I’ll confess I didn’t read Browning’s opus. When I saw that the most notorious charge — that a July demonstration of the exchange website was faked by contractor CGI — was based on a single anonymous source, I’d had enough. Using a single anonymous source is a big fat journalistic no-no. Browning leans awfully heavily on this single unnamed person, as we see in this key passage:
In the demonstration, “a lot was left to the imagination,” says a person familiar with the event who declined to be named… Some state staffers that July 26 thought it showed “live” registrations and enrollments by hypothetical consumers, when in fact static, premade screens were displayed. “People weren’t technologically sophisticated enough to understand what was actually going on,” this person explains.
CGI, the source adds, had one goal in that demonstration: It “wanted the state of Vermont to keep its faith.”
Everything in those two paragraphs is credited to a single anonymous source. Maybe this little reportorial transgression explains why Browning has taken the unusual career path of going from the New York Times, the nation’s leading newspaper, to Newsweek, a business that’s barely hanging on, and was famously sold in 2010 for the princely sum of $1.
In this week’s “Fair Game” column, Paul “The Huntsman” Heintz gives Browning and her story a thorough fluffing. Perhaps that’s because he, himself, has spent quite a bit of time waving the red flag over the exchange rollout, and, well, confirmation bias.
The other day I was chatting with a State House reporter who told me that this “faked demo” tale had been widely flogged to in-state political reporters by opponents of reform. The local scribes didn’t bite because they were well aware of who was selling this bill of goods, and they knew there was no corroboration or documentation of any of the charges.

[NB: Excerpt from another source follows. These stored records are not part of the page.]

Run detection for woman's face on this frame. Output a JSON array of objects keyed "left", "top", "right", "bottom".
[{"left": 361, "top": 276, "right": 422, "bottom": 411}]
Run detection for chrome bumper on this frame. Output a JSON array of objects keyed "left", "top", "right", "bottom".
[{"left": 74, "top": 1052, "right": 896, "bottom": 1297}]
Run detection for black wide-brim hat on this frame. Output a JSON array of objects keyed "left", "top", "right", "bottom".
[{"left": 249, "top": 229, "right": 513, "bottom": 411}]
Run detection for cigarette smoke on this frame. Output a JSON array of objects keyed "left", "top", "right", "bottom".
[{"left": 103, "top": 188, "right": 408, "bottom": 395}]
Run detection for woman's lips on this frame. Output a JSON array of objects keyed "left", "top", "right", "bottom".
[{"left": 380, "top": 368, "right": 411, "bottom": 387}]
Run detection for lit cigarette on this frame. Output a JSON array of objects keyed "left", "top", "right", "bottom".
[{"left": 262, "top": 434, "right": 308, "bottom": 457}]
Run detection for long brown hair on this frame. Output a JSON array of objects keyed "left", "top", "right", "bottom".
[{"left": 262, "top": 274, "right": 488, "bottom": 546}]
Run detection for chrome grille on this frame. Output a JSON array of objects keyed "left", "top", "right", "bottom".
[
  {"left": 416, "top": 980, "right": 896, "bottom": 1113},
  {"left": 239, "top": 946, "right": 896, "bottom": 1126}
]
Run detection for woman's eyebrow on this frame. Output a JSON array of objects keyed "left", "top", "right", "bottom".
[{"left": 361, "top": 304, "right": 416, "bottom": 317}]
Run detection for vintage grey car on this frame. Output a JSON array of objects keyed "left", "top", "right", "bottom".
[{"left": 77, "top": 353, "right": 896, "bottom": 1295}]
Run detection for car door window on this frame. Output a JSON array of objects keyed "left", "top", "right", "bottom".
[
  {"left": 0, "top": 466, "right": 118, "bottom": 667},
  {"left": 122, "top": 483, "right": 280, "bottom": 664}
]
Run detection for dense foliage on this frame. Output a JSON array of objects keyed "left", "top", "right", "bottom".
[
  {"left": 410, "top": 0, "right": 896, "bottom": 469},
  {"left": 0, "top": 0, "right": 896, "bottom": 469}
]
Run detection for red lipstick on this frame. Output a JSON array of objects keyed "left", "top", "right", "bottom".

So instead, somebody from outside the state, presumably clueless of the levers and gears of Vermont politics, swallowed the tale hook, line, and sinker.
Heintz reports that he was contacted by another anonymous source who also had doubts about the July demo — although how he knows that his source and Browning’s are actually different people is a mystery to me.
If the two unnamed sources are actually two people, which we have no way of verifying, I still question the ethics of Browning and Heintz in writing stories that were each based on a single anonymous source. Heintz had no way of verifying the bona fides of Browning’s source, so his story depends entirely on a single mystery guest. And again, those two anonymi could well be the same person.
Heintz (and Browning and Brock and Johnston et al.) still believes there’s a scandal waiting to be uncovered, and he chides the Vermont press corps for failing to uncover it. Not sure if he includes himself in that score; he’s one of them. And while he has repeatedly drawn attention to unanswered questions, he hasn’t done much to provide answers.
As for his unanswered questions and Browning’s unsupported allegations, to me it’s less likely a scandal and more likely a reasonable consequence of trying to launch an extremely complicated new system. Every major new government program has gone through growing pains. For that matter, a whole lot of private-sector launches have initial difficulties — or bomb completely. (New Coke, Edsel, the World League of American Football.) Yes, the exchange had a troubled beginning. But it’s working better every day.
And, the most important thing: it’s providing health insurance for thousands of Vermonters who couldn’t get it before.
I’ve got to give it to Shumlin on this one point: once I got through all the software glitches, I managed to get myself enrolled before the end of November and am now actually SAVING money.
Someone forgot to tell the ACA that it was supposed to fail!